Since 1971, Starbucks Coffee Company has been committed to ethically sourcing and roasting high-quality arabica coffee. Today, with more than 30,000 stores around the globe, the company is the premier roaster and retailer of specialty coffee in the world. Through our unwavering commitment to excellence and our guiding principles, we bring the unique Starbucks Experience to life for every customer through every cup. To share in the experience, please visit us in our stores or online at stories.starbucks.com or www.starbucks.com.
Global comparable store sales up 5%, driven by a 3% increase in average ticket and a 2% increase in comparable transactions
Americas and U.S. comparable store sales up 6%
International comparable store sales up 3%
China comparable store sales increased 5% highlighting all geographies had pricing power.
The company opened 630 net new stores in Q4, yielding 31,256 stores
Consolidated net revenues of $6.7 billion grew 7% over the prior year
GAAP operating margin expanded 90 basis points year-over-year to 16.1%
GAAP Earnings Per Share of $0.67, up 20%
Returned $2.7 billion to shareholders through a combination of share repurchases and dividends
Starbucks® Rewards loyalty program grew to 17.6 million active members in the U.S., up 15% year-over-year
Fiscal 2020 Guidance
The company introduces the following fiscal year 2020 guidance (all growth targets are relative to fiscal year 2019 non-GAAP measures unless specified):
Global comparable store sales growth of 3% to 4%
Approximately 2,000 net new Starbucks stores globally
Americas approximately 600 net new stores (3% to 4% growth in the U.S.)
International approximately 1,400 net new stores (mid-teens growth in China)
Consolidated GAAP revenue growth of 6% to 8%
Consolidated operating income growth of 8% to 10%
Consolidated operating margin improving modestly
GAAP interest expense of approximately $415 to $425 million
GAAP and non-GAAP effective tax rate in the range of 22% to 24%
GAAP EPS in the range of $2.84 to $2.89
Non-GAAP EPS in the range of $3.00 to $3.05
Capital expenditures of approximately $1.8 billion
From a factor scoring perspective versus the other 199 brands in the brands index, here’s where Starbucks scores well as of 9/17/19:
88% high Free cash flow yield - a solid value metric
99% high free cash flow growth
81% strong price momentum
97% high 3YR ROE
93% high 3YR projected dividend growth
85% high free cash flow
96% high ROIC
97% high ROIC over WACC (weighted average cost of capital)
79% high cash balance over total market cap
The stock has pulled back about 15% from the highs on a recent reduction of guidance by management but this quarter and the guidance should put fears to rest.
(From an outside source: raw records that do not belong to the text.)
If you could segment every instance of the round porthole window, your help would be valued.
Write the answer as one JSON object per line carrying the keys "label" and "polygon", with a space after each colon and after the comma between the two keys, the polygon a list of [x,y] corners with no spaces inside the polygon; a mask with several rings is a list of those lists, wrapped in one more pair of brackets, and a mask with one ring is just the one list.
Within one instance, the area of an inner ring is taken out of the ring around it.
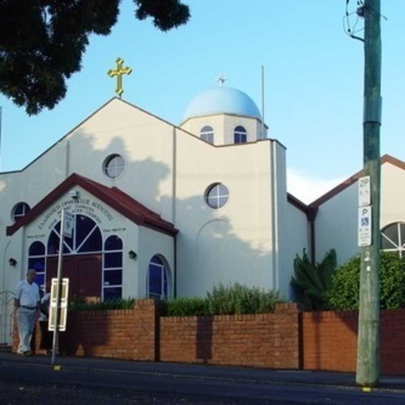
{"label": "round porthole window", "polygon": [[221,183],[216,183],[208,187],[206,193],[206,201],[209,207],[217,210],[223,207],[229,198],[228,187]]}
{"label": "round porthole window", "polygon": [[103,164],[104,174],[110,179],[119,177],[125,169],[125,161],[122,156],[118,154],[110,155]]}
{"label": "round porthole window", "polygon": [[11,218],[16,222],[20,218],[25,216],[31,209],[26,202],[19,202],[14,206],[11,211]]}

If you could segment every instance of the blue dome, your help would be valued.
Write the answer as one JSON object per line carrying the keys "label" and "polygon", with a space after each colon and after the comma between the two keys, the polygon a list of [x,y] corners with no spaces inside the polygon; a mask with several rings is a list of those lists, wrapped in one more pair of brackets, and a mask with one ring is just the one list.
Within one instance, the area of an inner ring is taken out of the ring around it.
{"label": "blue dome", "polygon": [[223,113],[261,119],[257,106],[246,93],[229,87],[217,87],[195,97],[186,108],[183,121],[192,117]]}

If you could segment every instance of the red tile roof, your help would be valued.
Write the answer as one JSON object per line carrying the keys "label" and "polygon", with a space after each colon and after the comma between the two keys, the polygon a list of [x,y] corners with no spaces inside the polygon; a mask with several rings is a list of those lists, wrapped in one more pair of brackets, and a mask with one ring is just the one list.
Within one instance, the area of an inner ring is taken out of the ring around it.
{"label": "red tile roof", "polygon": [[87,177],[73,173],[42,199],[20,220],[6,228],[6,234],[11,236],[20,228],[33,221],[60,196],[74,186],[79,186],[113,208],[137,225],[145,226],[171,236],[178,230],[173,224],[162,219],[160,215],[116,187],[109,188]]}

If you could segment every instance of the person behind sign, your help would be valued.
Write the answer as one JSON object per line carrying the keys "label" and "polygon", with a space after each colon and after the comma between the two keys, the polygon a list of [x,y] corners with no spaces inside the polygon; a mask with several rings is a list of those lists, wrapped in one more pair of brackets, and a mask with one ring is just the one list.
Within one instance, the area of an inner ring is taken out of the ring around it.
{"label": "person behind sign", "polygon": [[52,333],[48,330],[48,317],[49,316],[49,306],[51,302],[51,288],[49,282],[47,283],[46,291],[44,297],[41,298],[39,327],[41,330],[41,341],[39,348],[46,351],[48,353],[52,348]]}
{"label": "person behind sign", "polygon": [[14,310],[17,316],[20,343],[17,352],[18,354],[30,356],[31,338],[35,319],[39,315],[39,288],[34,282],[36,272],[29,269],[27,276],[17,285]]}

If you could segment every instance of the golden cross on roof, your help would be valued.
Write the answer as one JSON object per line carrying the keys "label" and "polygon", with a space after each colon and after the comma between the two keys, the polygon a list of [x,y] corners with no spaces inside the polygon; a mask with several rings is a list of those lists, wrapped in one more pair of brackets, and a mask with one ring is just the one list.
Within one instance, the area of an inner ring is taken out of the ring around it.
{"label": "golden cross on roof", "polygon": [[115,70],[110,69],[110,70],[107,72],[107,74],[110,77],[112,77],[114,76],[117,76],[117,87],[115,88],[115,93],[119,96],[119,98],[121,98],[121,95],[124,93],[124,89],[123,89],[123,75],[130,74],[132,71],[132,69],[130,67],[123,67],[124,59],[121,58],[118,58],[115,62],[117,63],[117,68]]}

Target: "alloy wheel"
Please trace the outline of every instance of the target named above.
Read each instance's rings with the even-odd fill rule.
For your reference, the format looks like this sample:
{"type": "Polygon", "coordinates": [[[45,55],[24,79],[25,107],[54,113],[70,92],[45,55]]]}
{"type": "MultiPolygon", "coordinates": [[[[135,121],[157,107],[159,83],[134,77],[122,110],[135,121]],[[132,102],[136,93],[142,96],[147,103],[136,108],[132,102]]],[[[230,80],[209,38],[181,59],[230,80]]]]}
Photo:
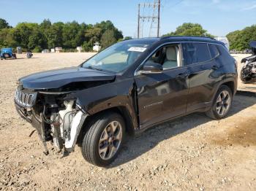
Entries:
{"type": "Polygon", "coordinates": [[[220,116],[226,114],[231,104],[231,98],[228,91],[222,91],[216,102],[216,111],[220,116]]]}
{"type": "Polygon", "coordinates": [[[103,130],[99,142],[99,154],[102,160],[112,158],[119,149],[122,126],[118,121],[110,122],[103,130]]]}

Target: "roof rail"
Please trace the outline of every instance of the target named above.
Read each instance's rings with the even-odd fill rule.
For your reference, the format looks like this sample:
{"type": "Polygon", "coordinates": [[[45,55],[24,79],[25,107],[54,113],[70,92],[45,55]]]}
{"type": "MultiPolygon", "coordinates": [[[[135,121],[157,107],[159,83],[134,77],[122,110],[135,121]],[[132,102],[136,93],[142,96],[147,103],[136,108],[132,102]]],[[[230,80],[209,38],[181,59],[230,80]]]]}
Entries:
{"type": "Polygon", "coordinates": [[[164,36],[164,37],[161,37],[161,39],[168,39],[170,37],[187,37],[187,38],[206,38],[206,39],[210,39],[212,40],[217,40],[214,38],[212,37],[209,37],[209,36],[164,36]]]}

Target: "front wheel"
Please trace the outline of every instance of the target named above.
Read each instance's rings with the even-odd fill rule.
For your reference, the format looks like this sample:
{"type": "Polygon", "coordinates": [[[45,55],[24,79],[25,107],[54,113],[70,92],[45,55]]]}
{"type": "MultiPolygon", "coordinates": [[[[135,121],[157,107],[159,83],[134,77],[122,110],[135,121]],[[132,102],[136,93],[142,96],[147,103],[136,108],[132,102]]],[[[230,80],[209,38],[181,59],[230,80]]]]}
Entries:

This is a steady, cash flow generating and dividend growth stock with super high brand loyalty and global brand recognition and relevancy. It’s a solid hold and a buy on dips. There’s not much I can say other than the haters will continue to say SBUX is too expensive and my retort is the premium is warranted given the stability of the business and intangible value of the Starbucks brand. Right now, sentiment is pretty bad surrounding the restaurant sector, what a difference a few months makes. Labor costs, input costs will continue to be a potential headwind but Starbucks has some pricing power and high brand love in its favor and lets face it, coffee is addicting, I don’t even drink it but I see how people act when they haven’t had their coffee, thats a story I want to be involved in. And it’s wrapped inside a corporate umbrella that is working hard at showing the world how important doing well by doing right is.
Starbucks the stock has been a complete monster since going public. I’m not sure even Starbucks could have seen the potential growth they would ultimately have. An investment in Starbucks now is a very different proposition however. Yes, they will keep opening new stores around the world and upgrade existing stores but an investment in SBUX now is about stable, predictable growth and the massive cash flow generation coming from >30,000 stores. Just think about that for a moment, 30,000 stores generating cash that gets filtered into additional innovative store concepts, dividends, share buybacks and growth of the dividend. Not a bad story for an aging demographic that wants and needs growth of income and where bond income is much less than it’s been in 30 years. The real story for Starbucks continues to be the China expansion. They now have ~4000 stores in China with ore opening every day. The average consumption of coffee from a Chinese consumer is a fraction of what it is in the U.S. so there’s plenty of room for expansion if the culture begins to adopt coffee on a more broad basis. The Chinese love their tea’s though and Starbucks is building stores that blend into the community and offer a gathering place.
The stock broke out of a massive base and has gone straight up so it needs a rest and with the recent lowering of guidance by management. I suspect the stock will stall for a bit. All of these are good data points given how overbought the stock was so I’m happy to add to the position on any deeper pullbacks because this great brand will be a go-to for investors looking for stability for many years to come.